Ride Lifecycle State Machine

text
                    ┌──────────────┐
                    │  REQUESTED   │
                    └──────┬───────┘
                           │ Driver matched
                    ┌──────▼───────┐
              ┌─────│  MATCHED     │─────┐
              │     └──────┬───────┘     │
              │            │ Driver      │ Driver cancels
              │            │ arrives     │ or timeout
              │     ┌──────▼───────┐     │
              │     │  ARRIVED     │     │
              │     └──────┬───────┘     │
              │            │ Rider       │
              │            │ picked up   │
              │     ┌──────▼───────┐     │
              │     │ IN_PROGRESS  │     ├──► CANCELLED
              │     └──────┬───────┘     │
              │            │ Arrived     │
              │            │ at dest     │
              │     ┌──────▼───────┐     │
              │     │  COMPLETED   │     │
              │     └──────┬───────┘     │
              │            │             │
              │     ┌──────▼───────┐     │
              └────►│   PAYMENT    │◄────┘
                    └──────┬───────┘
                           │
                    ┌──────▼───────┐
                    │   RATED      │
                    └──────────────┘

Each state transition:
  → Persisted to DB (strong consistency)
  → Published to Kafka (for analytics, notifications, tracking)
  → Push notification to rider and/or driver

10-14. Trade-offs, Failures, Interview

Key trade-offs:

DecisionTrade-off
GeoHash vs QuadTree vs S2GeoHash: simple, Redis-native.

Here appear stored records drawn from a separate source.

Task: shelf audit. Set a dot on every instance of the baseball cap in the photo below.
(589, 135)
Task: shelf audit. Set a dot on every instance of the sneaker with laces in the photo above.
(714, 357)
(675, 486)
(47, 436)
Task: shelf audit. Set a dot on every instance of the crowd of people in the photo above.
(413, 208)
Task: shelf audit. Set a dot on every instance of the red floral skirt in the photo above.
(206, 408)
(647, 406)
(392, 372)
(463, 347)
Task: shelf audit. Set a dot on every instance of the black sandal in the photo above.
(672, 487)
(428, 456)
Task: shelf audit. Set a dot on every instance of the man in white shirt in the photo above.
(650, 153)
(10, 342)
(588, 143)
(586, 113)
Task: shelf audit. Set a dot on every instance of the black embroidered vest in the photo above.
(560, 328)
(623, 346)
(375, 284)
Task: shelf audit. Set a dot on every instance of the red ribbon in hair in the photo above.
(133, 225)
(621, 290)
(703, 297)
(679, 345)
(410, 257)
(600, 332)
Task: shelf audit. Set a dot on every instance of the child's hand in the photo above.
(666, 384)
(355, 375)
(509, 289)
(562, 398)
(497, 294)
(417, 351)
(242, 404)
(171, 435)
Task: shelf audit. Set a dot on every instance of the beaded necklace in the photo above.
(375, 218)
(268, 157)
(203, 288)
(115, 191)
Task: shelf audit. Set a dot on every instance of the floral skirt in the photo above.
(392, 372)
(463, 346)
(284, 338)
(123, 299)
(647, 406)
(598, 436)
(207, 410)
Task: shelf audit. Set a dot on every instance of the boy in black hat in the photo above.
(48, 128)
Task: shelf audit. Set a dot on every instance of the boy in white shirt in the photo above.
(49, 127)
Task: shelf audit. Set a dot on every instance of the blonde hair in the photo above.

QuadTree: better density-aware. S2: best for planet-scale
Matching: nearest vs scoredNearest: fastest pickup. Scored: considers rating, acceptance, fairness. Scored is better UX
Surge: reactive vs predictiveReactive: responds to current demand. Predictive (ML): anticipates events/weather
Location in Redis vs dedicated DBRedis: fast, in-memory. Dedicated (PostGIS): richer queries, more features. Redis for real-time, PostGIS for analytics

Failure scenarios:

  • Driver app crashes mid-ride → rider still tracked via last known location. Ride auto-completes after timeout. Safety alert if no update for 5 min.
  • Matching service down → ride requests queue in Kafka → resume when service recovers. Rider sees "Finding driver..." longer.
  • Payment fails → trip still completes. Retry payment async. If persistent failure → flag account.

Interview tips — the 5 pillars:

  1. Location tracking at scale (1.25M updates/sec → Redis GeoHash)
  2. Matching algorithm (geo search → score → offer → fallback cascade)
  3. Dynamic pricing (supply/demand ratio per geo-cell, EWMA smoothing)
  4. Ride state machine (each transition persisted + event published)
  5. ETA estimation (graph-based routing + ML for traffic prediction)

Practice Mode

5 Questions

  1. "How do you track millions of driver locations in real-time?" → Redis GEOADD/GEORADIUS with GeoHash indexing. 1.25M updates/sec. Each city is a separate Redis key. GEORADIUS finds drivers within X km in O(log N + M).
  2. "How does the matching algorithm work?" → Search nearby drivers (3km) → rank by score (ETA, rating, acceptance rate) → offer to top driver (15s timeout) → fallback cascade expanding radius if no accept.
  3. "How does surge pricing work?" → Per geo-cell: demand/supply ratio over 5-min EWMA. Surge multiplier capped (e.g., 3x). Geo-smoothed across adjacent cells. Ramp up gradually, ramp down slowly.
  4. "What happens if a driver's phone dies mid-ride?" → Last known location cached. Ride stays in IN_PROGRESS. Safety alert if no GPS update for 5 min. Rider can report. Ride auto-completes at expected time + buffer.
  5. "How do you estimate ETA?" → Road network graph (OSM data). Dijkstra/A* for shortest path. Historical traffic data per road segment per time of day. ML model adjusts for live traffic, weather, events.